Les conteneurs de vie de Paul Graham
Pour Graham, le régime de représentation de la photographie est au cœur de ses préoccupations. Le pouvoir des images — tributaire pour lui de l’histoire de l’art et d’une anthropologie visuelle — est réfléchi afin d’investir, de bouleverser et de convertir l’habituel processus ou pacte photographique sans s’affranchir des atmosphères, évocations et mises en scène du réel. Autant de données auxquelles il faut ajouter des résurgences iconographiques et thématiques qui soulignent une accointance souterraine avec la picturalité. Ce positionnement crée une complicité avec la peinture sans pour autant réduire la photographie à un de ses sous-produits.
Rares sont les créateurs à pouvoir se prévaloir d’une vision aussi pénétrante et cohérente à la fois du réel et de leur propre travail. Le seul reproche qui peut être concédé à Graham est la perfection… Contrairement à certains créateurs qui se replient sur une homogénéisation formelle, thématique voire géographique, l’Anglais cultive une hétérogénéité qui néanmoins ne part pas en tout sens. La photographe, à la certitude d’une stabilité réconfortante, préfère les précarités et les imprévisibilités de situations vulnérables ou processuelles. Le réel est habillé de doutes au sein même de la fixité qui en aucun cas ne les amoindrit dans des stratégies d’anamnèses. Celle-ci se superpose à toute forme d’instantanéité et d’amnésie de temporalités et de localisations disjointes.
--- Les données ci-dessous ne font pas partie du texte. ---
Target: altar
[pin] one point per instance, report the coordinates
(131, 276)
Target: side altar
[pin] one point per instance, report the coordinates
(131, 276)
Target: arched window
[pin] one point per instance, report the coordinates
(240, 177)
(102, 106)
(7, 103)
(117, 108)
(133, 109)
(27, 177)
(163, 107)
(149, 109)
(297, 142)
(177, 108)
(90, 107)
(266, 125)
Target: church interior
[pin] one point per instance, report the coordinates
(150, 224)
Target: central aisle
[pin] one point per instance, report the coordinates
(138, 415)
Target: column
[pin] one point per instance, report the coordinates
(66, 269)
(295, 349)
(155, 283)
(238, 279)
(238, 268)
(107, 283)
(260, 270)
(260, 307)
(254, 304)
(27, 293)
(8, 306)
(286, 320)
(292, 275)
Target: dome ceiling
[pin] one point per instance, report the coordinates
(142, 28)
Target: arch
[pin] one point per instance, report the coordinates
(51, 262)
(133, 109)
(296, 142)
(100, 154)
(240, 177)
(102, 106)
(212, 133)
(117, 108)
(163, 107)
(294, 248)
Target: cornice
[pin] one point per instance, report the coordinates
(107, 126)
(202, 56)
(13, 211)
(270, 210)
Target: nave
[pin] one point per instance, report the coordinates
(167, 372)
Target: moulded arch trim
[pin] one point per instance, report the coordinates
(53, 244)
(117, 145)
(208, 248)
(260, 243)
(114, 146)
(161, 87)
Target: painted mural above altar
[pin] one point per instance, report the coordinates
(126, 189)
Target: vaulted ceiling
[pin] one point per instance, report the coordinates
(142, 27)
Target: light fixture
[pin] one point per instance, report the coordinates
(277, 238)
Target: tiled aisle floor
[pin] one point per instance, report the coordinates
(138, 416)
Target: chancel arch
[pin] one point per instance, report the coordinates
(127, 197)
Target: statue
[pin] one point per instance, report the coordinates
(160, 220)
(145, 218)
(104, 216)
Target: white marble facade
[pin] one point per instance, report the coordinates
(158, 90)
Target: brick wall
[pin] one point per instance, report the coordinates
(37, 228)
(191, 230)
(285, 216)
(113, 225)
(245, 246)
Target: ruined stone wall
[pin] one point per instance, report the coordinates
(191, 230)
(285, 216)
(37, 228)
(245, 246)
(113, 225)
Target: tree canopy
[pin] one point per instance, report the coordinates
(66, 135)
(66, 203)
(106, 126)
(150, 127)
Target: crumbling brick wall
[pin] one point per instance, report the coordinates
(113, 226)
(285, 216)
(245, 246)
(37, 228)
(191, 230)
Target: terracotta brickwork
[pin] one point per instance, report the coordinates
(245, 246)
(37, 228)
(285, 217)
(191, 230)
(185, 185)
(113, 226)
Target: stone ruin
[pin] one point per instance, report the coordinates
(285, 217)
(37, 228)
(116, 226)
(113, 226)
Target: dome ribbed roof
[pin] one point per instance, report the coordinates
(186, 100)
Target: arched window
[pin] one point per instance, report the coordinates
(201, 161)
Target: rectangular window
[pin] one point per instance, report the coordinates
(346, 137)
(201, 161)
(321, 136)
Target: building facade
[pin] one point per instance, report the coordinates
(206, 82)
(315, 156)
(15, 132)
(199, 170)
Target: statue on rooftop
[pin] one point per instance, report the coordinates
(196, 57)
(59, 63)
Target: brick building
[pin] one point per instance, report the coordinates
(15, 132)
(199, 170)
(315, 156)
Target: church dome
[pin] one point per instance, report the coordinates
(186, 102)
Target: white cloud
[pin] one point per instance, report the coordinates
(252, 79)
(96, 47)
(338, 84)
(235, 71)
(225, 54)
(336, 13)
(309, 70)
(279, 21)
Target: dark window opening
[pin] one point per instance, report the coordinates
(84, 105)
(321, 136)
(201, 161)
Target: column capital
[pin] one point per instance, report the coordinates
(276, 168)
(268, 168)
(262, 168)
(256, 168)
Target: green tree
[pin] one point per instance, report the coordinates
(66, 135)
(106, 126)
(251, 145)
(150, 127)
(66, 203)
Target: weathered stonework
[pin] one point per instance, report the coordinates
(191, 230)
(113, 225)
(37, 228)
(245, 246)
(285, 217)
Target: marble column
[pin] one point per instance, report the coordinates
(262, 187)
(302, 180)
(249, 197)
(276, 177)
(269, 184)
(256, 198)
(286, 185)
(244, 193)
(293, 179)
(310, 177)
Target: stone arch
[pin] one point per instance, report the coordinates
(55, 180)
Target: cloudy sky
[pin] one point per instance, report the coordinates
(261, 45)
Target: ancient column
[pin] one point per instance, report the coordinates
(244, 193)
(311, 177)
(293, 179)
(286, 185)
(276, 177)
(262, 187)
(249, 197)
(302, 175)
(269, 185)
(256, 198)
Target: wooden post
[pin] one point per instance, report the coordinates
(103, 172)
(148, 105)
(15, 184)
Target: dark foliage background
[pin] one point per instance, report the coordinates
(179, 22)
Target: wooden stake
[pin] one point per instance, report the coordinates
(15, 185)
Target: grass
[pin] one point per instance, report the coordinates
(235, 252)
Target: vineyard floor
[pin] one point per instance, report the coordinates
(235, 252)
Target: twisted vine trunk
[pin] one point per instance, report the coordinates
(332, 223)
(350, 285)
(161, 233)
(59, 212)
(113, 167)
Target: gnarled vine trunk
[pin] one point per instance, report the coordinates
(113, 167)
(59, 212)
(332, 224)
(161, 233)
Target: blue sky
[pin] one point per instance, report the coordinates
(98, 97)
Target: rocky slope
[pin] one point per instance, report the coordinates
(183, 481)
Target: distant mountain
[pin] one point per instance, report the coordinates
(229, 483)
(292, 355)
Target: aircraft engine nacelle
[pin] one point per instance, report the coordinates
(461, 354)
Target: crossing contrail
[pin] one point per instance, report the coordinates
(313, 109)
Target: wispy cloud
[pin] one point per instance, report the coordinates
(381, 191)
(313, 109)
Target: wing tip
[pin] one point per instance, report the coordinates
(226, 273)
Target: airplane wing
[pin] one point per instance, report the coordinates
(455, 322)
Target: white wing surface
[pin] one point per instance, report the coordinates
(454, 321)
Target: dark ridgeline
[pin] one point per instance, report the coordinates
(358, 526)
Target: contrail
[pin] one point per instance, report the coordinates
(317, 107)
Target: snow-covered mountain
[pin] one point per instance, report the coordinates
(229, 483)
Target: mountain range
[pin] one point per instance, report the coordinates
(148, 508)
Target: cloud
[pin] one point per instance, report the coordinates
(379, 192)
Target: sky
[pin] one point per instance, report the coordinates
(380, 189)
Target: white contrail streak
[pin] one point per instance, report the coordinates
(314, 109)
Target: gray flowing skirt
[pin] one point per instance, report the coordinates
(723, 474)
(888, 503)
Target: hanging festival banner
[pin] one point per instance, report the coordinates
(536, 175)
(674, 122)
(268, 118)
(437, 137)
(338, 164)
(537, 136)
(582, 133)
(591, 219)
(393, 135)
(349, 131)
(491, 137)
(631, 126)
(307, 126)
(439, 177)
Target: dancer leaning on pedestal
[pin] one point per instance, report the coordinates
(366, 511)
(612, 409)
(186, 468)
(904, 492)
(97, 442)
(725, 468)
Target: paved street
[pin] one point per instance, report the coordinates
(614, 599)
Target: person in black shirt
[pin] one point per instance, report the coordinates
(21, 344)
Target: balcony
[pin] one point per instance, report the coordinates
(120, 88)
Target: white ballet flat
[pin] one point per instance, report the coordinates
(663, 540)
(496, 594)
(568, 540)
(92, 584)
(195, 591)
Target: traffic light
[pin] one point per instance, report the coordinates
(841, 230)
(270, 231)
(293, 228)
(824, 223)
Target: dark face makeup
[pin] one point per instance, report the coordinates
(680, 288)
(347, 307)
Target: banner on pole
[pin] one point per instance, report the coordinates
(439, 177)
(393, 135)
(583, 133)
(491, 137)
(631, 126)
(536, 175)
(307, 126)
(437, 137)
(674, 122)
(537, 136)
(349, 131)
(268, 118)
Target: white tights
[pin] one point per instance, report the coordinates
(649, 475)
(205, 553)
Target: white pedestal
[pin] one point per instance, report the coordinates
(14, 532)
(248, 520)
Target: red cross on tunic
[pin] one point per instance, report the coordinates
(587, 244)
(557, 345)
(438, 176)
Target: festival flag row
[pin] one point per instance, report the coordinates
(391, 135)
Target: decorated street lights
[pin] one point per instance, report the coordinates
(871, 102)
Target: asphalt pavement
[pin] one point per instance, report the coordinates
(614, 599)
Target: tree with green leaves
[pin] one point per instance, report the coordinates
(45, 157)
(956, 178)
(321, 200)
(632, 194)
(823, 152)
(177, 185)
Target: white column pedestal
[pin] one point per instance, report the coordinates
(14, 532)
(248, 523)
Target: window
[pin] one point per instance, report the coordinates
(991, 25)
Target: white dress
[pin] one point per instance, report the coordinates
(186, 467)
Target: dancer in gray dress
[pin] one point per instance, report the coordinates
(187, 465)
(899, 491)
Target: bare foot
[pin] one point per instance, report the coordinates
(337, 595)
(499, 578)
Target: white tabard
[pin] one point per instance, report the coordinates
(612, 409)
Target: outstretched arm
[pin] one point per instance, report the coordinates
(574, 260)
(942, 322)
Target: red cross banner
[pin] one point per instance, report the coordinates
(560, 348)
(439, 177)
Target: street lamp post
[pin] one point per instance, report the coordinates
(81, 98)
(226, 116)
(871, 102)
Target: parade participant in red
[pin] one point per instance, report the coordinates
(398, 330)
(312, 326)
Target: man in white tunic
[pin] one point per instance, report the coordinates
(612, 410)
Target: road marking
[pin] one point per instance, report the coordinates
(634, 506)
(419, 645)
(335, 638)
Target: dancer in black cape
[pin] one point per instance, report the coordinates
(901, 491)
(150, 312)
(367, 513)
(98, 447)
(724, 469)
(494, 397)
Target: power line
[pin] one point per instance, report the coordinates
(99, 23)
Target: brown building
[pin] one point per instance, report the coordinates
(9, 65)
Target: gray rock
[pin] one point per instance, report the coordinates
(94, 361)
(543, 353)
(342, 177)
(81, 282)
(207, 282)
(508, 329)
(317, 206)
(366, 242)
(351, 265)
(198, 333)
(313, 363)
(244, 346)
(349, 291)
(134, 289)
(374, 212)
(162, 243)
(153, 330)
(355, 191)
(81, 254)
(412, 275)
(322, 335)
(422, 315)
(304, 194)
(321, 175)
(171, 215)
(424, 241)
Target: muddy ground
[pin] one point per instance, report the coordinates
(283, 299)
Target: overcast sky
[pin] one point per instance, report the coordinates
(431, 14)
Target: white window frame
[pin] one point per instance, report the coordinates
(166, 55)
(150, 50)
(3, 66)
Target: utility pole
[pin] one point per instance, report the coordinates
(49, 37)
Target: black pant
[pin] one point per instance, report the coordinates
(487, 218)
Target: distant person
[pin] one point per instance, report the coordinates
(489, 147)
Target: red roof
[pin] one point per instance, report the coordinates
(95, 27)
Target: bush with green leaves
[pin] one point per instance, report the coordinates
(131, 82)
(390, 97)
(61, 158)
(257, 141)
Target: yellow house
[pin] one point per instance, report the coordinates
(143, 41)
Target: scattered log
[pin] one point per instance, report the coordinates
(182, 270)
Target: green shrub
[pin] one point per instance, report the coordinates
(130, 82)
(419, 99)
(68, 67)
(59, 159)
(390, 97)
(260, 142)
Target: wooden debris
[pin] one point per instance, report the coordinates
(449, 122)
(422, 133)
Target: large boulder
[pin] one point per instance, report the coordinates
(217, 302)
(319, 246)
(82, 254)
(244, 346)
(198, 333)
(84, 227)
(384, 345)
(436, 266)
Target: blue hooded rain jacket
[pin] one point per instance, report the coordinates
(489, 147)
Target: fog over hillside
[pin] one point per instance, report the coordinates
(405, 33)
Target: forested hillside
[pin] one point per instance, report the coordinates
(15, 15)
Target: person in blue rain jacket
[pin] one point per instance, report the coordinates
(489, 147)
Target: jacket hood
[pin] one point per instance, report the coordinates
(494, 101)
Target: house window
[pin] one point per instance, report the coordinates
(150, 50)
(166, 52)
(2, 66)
Les travaux de Graham sont habités de ses souvenirs, de ses réminiscences et bien sûr de ses connaissances. Tout cela se cristallise dans des « narrations » parfois improbables et toujours surprenantes sans que l’aspect sensationnel ne soit cultivé. La sidération ne passe plus par la fascination béante mais en transformant par l’esthétique — contraire d’un esthétisme — les conteneurs de vie.
jean-paul gavard-perret
Paul Graham, Does Yellow Run Forever ?, Mack (Londres), non paginé, 2014 - 35,00 €.